The state of SNC's reputation was crystallized in mid-April when the World Bank, the Washington, D.C.-based agency that finances large-scale projects in developing countries, banned the firm from its projects for the next 10 years. The ban was the result of a negotiation in which SNC agreed not to contest charges it had attempted to bribe public officials in Bangladesh and Cambodia. Police are also investigating the firm's payments to public officials in Libya and Montreal.
SNC appointed a new chief executive officer, Andrew Card, and a new board chairman, Ian Bourne, to clean up the firm's act. They have created a new compliance department to stop the executives from offering bribes and robbing the company. If the firm can no longer win contracts through corruption, it may have to compete on price and skill -- and there is no telling how it will perform in that context.
The company's public discourse these days is all about how it has reformed itself and put the old scandals behind it. But the World Bank's 10-year ban expresses legitimate skepticism about how quickly this leopard can change its spots.

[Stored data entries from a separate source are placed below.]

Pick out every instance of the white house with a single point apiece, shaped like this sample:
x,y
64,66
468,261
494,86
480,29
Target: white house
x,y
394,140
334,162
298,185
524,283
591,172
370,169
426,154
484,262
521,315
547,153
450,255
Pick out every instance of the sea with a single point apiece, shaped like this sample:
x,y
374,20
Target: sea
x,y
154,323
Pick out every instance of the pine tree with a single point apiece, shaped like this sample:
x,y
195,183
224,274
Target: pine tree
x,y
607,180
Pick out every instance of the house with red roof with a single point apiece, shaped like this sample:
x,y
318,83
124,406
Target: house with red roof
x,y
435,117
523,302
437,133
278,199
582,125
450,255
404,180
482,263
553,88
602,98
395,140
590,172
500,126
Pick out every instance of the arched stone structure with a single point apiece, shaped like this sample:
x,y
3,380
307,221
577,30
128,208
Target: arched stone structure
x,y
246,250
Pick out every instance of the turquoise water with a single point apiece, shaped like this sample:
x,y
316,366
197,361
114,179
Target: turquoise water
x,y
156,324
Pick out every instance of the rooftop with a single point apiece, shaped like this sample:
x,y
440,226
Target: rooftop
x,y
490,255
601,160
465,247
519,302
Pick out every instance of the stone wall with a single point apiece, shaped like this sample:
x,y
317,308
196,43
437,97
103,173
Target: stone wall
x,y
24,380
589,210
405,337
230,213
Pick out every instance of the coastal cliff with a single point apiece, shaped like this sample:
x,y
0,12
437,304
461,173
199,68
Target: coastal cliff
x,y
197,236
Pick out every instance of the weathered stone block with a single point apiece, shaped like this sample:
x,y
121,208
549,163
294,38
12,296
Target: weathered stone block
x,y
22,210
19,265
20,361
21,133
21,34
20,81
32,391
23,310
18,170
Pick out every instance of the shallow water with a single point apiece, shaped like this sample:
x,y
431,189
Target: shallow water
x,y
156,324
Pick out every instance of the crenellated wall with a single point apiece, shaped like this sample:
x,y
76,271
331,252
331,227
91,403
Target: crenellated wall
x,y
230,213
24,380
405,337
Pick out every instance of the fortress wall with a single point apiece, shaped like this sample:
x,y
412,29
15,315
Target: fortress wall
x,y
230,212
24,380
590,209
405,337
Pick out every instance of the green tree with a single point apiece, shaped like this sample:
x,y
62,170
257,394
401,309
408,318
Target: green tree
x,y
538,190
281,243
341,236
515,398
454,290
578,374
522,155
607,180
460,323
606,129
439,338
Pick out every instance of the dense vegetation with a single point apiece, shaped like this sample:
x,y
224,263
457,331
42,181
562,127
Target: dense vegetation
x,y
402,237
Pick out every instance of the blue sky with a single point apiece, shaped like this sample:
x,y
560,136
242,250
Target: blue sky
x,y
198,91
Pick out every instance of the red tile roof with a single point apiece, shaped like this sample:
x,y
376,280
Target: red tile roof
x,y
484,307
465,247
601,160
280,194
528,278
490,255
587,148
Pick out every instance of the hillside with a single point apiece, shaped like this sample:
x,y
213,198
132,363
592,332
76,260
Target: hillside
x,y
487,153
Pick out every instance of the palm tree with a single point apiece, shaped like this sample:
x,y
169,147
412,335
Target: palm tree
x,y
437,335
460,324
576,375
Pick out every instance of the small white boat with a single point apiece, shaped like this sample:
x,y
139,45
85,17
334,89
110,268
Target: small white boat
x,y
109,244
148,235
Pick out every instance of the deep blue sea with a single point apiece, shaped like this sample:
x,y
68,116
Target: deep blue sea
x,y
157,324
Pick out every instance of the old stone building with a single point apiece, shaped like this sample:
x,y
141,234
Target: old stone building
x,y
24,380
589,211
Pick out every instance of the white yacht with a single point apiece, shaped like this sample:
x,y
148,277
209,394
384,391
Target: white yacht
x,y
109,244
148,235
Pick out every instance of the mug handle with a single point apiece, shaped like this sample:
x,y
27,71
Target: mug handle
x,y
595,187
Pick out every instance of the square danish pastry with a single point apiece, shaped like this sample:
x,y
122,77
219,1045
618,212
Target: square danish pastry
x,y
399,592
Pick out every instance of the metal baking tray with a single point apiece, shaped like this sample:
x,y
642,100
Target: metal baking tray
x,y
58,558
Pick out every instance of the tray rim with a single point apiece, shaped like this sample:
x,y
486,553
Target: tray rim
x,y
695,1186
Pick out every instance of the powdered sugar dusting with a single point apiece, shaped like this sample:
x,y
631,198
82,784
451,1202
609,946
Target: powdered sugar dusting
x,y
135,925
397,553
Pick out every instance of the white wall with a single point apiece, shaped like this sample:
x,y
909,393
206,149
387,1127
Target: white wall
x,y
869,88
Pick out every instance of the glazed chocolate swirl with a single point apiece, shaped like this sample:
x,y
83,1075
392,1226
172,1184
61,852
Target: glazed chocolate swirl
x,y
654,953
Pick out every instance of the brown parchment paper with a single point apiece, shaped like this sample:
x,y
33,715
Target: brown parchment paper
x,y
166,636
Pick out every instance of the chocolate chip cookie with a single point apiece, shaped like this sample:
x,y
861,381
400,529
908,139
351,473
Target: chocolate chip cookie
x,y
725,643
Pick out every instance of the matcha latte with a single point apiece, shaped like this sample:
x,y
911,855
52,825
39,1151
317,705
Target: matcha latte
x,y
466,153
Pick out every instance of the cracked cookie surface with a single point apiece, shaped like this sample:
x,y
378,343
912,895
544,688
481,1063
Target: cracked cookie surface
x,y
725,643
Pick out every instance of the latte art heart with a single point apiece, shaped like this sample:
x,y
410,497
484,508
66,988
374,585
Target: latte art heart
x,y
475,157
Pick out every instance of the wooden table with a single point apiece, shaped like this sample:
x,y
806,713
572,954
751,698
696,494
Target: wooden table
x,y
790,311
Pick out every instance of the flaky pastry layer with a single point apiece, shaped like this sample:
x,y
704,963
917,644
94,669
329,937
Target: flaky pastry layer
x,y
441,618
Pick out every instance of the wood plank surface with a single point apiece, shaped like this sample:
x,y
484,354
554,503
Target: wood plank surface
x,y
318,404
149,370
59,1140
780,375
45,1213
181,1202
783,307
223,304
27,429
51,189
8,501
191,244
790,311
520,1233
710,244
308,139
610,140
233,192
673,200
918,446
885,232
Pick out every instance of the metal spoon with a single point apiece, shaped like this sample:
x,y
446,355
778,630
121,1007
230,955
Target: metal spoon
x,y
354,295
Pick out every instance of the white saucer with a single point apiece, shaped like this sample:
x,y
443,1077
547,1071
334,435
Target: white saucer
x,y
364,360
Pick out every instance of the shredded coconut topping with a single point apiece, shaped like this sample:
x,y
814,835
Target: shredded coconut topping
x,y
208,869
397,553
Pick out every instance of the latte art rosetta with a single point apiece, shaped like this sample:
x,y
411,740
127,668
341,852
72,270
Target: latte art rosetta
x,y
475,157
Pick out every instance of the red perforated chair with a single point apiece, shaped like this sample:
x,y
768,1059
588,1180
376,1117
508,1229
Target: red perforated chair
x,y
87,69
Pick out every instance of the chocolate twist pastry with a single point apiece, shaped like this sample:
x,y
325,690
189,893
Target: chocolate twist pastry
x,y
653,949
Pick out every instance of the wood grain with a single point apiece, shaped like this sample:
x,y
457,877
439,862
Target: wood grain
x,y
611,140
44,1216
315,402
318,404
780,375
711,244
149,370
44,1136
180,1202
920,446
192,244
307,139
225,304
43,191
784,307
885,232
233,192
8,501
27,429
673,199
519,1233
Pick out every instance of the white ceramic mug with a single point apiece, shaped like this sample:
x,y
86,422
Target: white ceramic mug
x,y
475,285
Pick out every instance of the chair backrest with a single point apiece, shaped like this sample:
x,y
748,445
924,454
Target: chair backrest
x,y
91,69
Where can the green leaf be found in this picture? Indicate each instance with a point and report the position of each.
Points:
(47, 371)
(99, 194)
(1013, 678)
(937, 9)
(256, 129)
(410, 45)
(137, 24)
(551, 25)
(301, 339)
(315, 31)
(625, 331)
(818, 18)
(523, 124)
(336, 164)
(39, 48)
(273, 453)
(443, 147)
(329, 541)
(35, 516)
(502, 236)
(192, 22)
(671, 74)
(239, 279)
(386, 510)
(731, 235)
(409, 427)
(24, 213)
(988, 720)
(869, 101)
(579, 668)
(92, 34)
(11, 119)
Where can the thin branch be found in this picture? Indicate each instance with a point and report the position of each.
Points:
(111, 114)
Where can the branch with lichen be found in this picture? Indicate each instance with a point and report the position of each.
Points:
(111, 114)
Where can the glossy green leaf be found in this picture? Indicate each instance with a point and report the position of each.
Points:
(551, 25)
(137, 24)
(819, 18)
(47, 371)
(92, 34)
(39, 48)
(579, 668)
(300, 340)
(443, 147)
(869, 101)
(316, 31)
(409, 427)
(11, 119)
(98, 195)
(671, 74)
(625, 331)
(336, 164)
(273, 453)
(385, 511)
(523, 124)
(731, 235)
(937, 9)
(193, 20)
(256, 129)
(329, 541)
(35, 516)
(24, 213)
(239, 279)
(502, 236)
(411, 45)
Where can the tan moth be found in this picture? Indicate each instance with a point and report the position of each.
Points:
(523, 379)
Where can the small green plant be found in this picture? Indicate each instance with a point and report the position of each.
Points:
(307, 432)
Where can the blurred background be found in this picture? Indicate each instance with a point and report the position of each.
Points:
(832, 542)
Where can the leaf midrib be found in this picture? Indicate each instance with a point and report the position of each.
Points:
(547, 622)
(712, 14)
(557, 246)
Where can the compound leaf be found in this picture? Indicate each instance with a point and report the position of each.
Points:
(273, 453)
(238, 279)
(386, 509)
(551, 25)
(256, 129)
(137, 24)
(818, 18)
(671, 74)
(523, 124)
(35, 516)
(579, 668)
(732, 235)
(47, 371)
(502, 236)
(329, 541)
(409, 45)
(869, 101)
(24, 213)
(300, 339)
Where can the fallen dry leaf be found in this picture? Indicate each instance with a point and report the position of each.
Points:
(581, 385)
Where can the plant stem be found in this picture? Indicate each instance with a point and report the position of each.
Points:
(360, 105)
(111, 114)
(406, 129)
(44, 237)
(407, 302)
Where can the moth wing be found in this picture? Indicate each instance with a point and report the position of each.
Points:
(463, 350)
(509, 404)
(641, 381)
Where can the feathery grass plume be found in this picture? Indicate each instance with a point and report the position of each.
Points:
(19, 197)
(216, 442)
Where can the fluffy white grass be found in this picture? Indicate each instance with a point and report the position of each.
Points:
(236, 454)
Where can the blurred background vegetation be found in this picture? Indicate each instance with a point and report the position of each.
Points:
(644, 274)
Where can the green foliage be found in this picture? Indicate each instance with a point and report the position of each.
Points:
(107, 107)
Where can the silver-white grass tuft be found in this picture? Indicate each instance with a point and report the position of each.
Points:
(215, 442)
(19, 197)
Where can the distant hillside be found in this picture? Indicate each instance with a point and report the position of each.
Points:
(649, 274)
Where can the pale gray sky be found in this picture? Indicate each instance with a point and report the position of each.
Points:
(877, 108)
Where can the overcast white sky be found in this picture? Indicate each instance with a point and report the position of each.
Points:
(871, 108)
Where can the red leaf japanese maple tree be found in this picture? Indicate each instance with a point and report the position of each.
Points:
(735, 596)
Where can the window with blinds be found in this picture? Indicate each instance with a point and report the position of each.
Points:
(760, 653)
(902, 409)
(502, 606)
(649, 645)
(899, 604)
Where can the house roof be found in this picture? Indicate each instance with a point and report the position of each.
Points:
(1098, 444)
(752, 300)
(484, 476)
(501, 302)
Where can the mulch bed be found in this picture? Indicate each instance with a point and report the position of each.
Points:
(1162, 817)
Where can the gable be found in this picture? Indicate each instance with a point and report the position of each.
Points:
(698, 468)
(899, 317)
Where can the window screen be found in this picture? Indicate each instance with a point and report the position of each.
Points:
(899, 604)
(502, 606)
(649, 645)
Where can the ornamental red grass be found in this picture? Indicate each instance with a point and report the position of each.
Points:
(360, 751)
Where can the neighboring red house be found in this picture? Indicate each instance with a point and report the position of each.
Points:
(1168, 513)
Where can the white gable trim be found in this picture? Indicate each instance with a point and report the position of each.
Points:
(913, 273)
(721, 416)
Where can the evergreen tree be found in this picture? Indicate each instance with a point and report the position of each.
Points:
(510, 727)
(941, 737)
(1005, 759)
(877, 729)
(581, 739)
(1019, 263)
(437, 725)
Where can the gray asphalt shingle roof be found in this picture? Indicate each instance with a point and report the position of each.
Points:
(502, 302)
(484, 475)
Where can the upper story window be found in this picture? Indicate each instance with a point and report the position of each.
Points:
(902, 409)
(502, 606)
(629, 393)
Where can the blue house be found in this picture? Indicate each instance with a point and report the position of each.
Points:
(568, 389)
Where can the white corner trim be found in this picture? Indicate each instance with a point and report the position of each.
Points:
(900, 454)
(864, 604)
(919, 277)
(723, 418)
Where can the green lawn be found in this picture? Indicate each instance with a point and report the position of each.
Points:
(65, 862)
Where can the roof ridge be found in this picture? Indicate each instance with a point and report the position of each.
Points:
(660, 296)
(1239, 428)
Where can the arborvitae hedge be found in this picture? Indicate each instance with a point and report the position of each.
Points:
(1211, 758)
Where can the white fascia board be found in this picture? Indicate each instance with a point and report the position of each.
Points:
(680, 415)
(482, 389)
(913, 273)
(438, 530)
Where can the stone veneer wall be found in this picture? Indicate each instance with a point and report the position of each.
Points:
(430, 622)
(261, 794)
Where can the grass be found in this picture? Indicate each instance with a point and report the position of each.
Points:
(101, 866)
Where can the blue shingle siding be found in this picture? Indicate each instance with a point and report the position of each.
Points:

SNC is a huge organization, reporting $8 billion of gross revenue in 2012. The corruption charges the firm is not contesting involve conduct of senior executives. It is reasonable to suppose that their conduct, continuing over many years, reflected to some extent the wishes of their masters and the culture of the organization. Mr. Card and Mr. Bourne face the daunting task of changing that organizational culture and teaching all their people a new way of making money for the shareholders.
All Canadians should wish them well. SNC has been a huge, proud Canadian presence in the hydro-electric stations, the highways, the power transmission systems, the bridges, the complex construction sites of the world. It has given this country a capacity to manage and complete ambitious undertakings, both for the benefit of the professionals who do the work and for the users. Canada will be the poorer if SNC proves unable to compete and has to curtail its activities. Canadian governments may then have to call in firms from other countries to manage their most difficult projects.
Information about the skulduggery at SNC is coming out in dribs and drabs as the Royal Canadian Mounted Police sift through the records and interview witnesses. Most recently, the RCMP won a Quebec court order freezing some Montreal houses and condominiums on the basis that they appear to be proceeds of crime. The police theory is the SNC executives who were paying the bribes overseas skimmed some of it off for themselves and invested the proceeds in real estate. The firm's financial records are so obscure it is hard to follow the trail. It is also hard to tell how much the top management knew about the bribery and diversion of funds that was apparently being carried out under their noses.
For the benefit of Canadian business, the full story of SNC and how it went off the rails needs to be told. In the tradition of Canadian criminal prosecutions, it is possible a few people will plead guilty to subordinate matters such as tax evasion so that there will never be a criminal trial or a public airing of the prosecution's case and the defence answer. That result would leave Canadians guessing who did what to whom and who paid for it and would pave the way for another great Canadian institution to blunder into a similar ethical morass. The greatest public good will be served by the greatest public disclosure of the SNC story.